Pourquoi l’IA représente-t-elle une menace si soudaine ?
L’accélération des menaces est due aux modèles d’IA de pointe. Ces systèmes abaissent considérablement les barrières pour les acteurs malveillants, tout en augmentant la vitesse, l’échelle et la sophistication des cyberattaques. La fenêtre entre la découverte d’une vulnérabilité et son exploitation se réduit de manière spectaculaire.
Ce contexte est directement lié à l’émergence de modèles comme Mythos 5 et Fable 5 d’Anthropic, réputés capables de générer des exploits de manière très efficace. Face aux risques, l’administration Trump a interdit l’accès à ces modèles aux ressortissants étrangers, citant des préoccupations de sécurité nationale, ce qui a conduit Anthropic à suspendre leur accès pour tous les utilisateurs.
La responsabilité des dirigeants d’entreprise
Le message des Five Eyes est clair : » Le risque cyber ne peut plus être traité comme un problème purement technique. C’est un risque stratégique majeur et une responsabilité de la direction. «
Les agences exhortent les conseils d’administration et les cadres dirigeants à s’assurer que les dispositifs de cyber-résilience sont non seulement en place, mais fonctionnels en situation de crise.
Avoir des contrôles ne suffit plus, il faut avoir la certitude qu’ils fonctionneront lors d’un incident réel. Les dirigeants doivent alors intégrer la cybersécurité au cœur de leur stratégie commerciale et ne pas la considérer comme une simple dépense informatique.
Quelles actions sont recommandées ?
Les agences préconisent un retour aux fondamentaux, mais avec une urgence renouvelée. Les actions prioritaires incluent la réduction de la surface d’attaque en limitant les accès système et la connectivité externe non essentiels. Il reste crucial d’accélérer les processus de mise à jour pour appliquer les correctifs de sécurité sans délai.

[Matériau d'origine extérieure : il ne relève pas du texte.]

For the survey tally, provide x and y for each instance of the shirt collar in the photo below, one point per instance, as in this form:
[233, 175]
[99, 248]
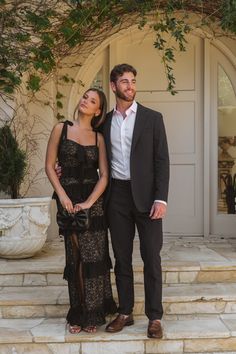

En parallèle, les entreprises doivent renforcer les contrôles d’identité et d’accès, traiter les systèmes obsolètes comme des passifs stratégiques et tester régulièrement leurs plans de réponse aux incidents.
L’alliance encourage aussi l’utilisation de l’IA pour renforcer la défense. Et c’est un peu le serpent qui se mord la queue. OpenAI vient tout juste de dévoiler une nouvelle étape pour Daybreak et l’usage de l’IA avancée en cyberdéfense, y compris une version renforcée de GPT-5.5 Cyber.